‘ALLES LIGT HIER OPEN’
Stéphane Denève, de nieuwe muzikaal directeur van Brussels Philharmonic, is op een missie: het publiek overtuigen dat hedendaagse muziek even spannend is als een symfonie van Beethoven.
” Veel mensen denken dat hedendaagse muziek heel intellectueel en moeilijk is, dat ze heel onaangenaam klinkt, dat ze niet zingt. Dat is een cliché dat ik uit de wereld wil helpen”, zegt Stéphane Denève (44). De nieuwe muzikaal directeur van Brussels Philharmonic zet op bijna elk concert een werk uit de eenentwintigste eeuw op het programma. Dat wil hij ook in Brussel doen. “In de jaren zestig en zeventig werd veel experimentele muziek gecomponeerd, dat klopt – al waren daar goede redenen voor. Muziekliefhebbers die van de symfonieën van Tsjaikovski houden, voelen daar niets voor. Ik begrijp dat. Je moet dat aanvaarden. Maar hedendaagse muziek is meer dan dat. Er zijn ook componisten – en er zijn er meer en meer – die het belangrijk vinden dat ze succes hebben bij het publiek, en die toegankelijke muziek schrijven die even ontroerend is en even goed in het gehoor ligt als het grote repertoire uit het verleden.”

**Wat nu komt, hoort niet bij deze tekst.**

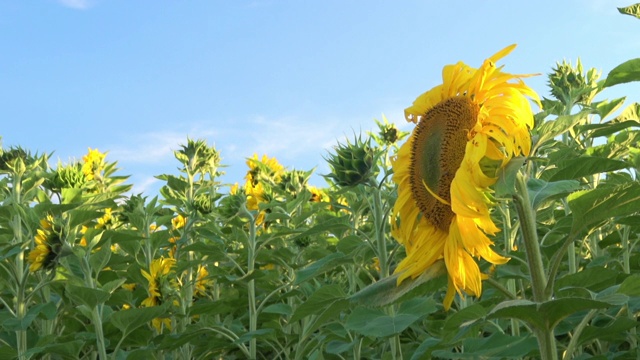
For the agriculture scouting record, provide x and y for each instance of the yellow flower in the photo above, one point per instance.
(317, 195)
(266, 167)
(158, 269)
(93, 163)
(467, 128)
(105, 219)
(202, 282)
(178, 222)
(42, 255)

Denève is een dirigent met adelbrieven. Hij leidde prestigieuze orkesten als het Koninklijk Concertgebouworkest in Amsterdam, het London Symphony Orchestra, The Philadelphia Orchestra en het Boston Symphony Orchestra, en werkte in operahuizen als La Scala in Milaan, het Royal Opera House Covent Garden in Londen, de Opéra National de Paris en De Munt. Zijn parcours als chef-dirigent van het Royal Scottish National Orchestra van 2005 tot 2012 werd internationaal opgemerkt. Denève combineert zijn functie als muzikaal directeur van Brussels Philharmonic voorlopig met dezelfde opdracht bij het Radio-Sinfonieorchester Stuttgart.

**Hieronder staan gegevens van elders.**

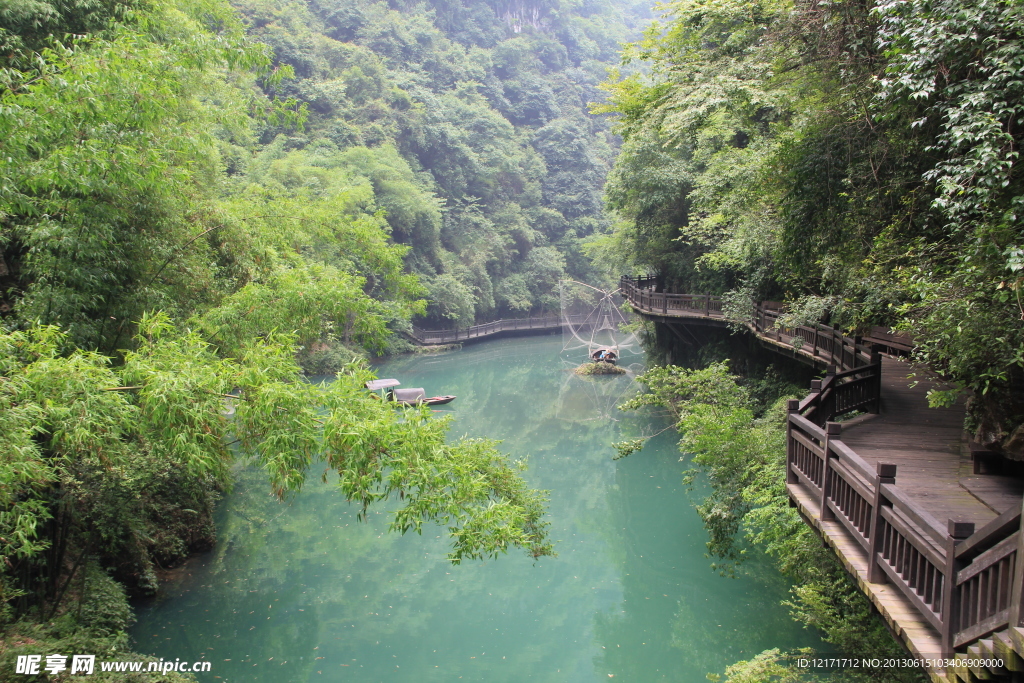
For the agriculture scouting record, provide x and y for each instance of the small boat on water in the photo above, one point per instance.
(415, 396)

“Ik wil in Brussel drie zaken realiseren”, zegt hij. “Om te beginnen wil ik van Brussels Philharmonic een beter orkest maken. De muzikale kwaliteit is het belangrijkste, je moet altijd blijven vooruitgaan. Ik wil hier ook een groter publiek opbouwen. En ik wil ertoe bijdragen dat het symfonisch orkest met twee benen in de eenentwintigste eeuw staat, net zoals de andere kunstvormen. Na de Tweede Wereldoorlog lieten orkesten hedendaagse muziek links liggen. Dat was niet normaal. Wij gaan niet alleen het traditionele repertoire spelen, we zetten ook nieuwe stukken op het programma. Dat is ons grote project.”

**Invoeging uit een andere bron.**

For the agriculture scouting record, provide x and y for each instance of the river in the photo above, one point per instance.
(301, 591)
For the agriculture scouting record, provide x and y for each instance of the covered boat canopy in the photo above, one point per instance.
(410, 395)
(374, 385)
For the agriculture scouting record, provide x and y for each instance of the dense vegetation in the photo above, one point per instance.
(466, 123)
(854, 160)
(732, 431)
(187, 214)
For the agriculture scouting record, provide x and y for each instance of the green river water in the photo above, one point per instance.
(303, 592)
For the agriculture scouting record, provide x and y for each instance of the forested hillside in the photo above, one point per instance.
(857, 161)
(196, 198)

Het publiek heeft misschien een vooroordeel tegen hedendaagse muziek, maar het feit blijft dat ze niet populair is. Gaat u de mensen niet afschrikken?
STÉPHANEDENÈVE. “Veel mensen gaan liever kijken naar een tentoonstelling van een hedendaagse kunstenaar dan naar een tentoonstelling van oude kunst. Waarom zou dat in de klassieke muziek ook niet kunnen? Van sommige nieuwe werken – maar ze zijn zeldzaam – denk ik dat ze het publiek echt kunnen aanspreken en dat ze kunnen uitgroeien tot nieuwe repertoirestukken. Ik wil die muziek delen met de concertbezoekers en hen zeggen: vertrouw ons, luister hiernaar, en als u eerlijk bent, vond u het een goed werk?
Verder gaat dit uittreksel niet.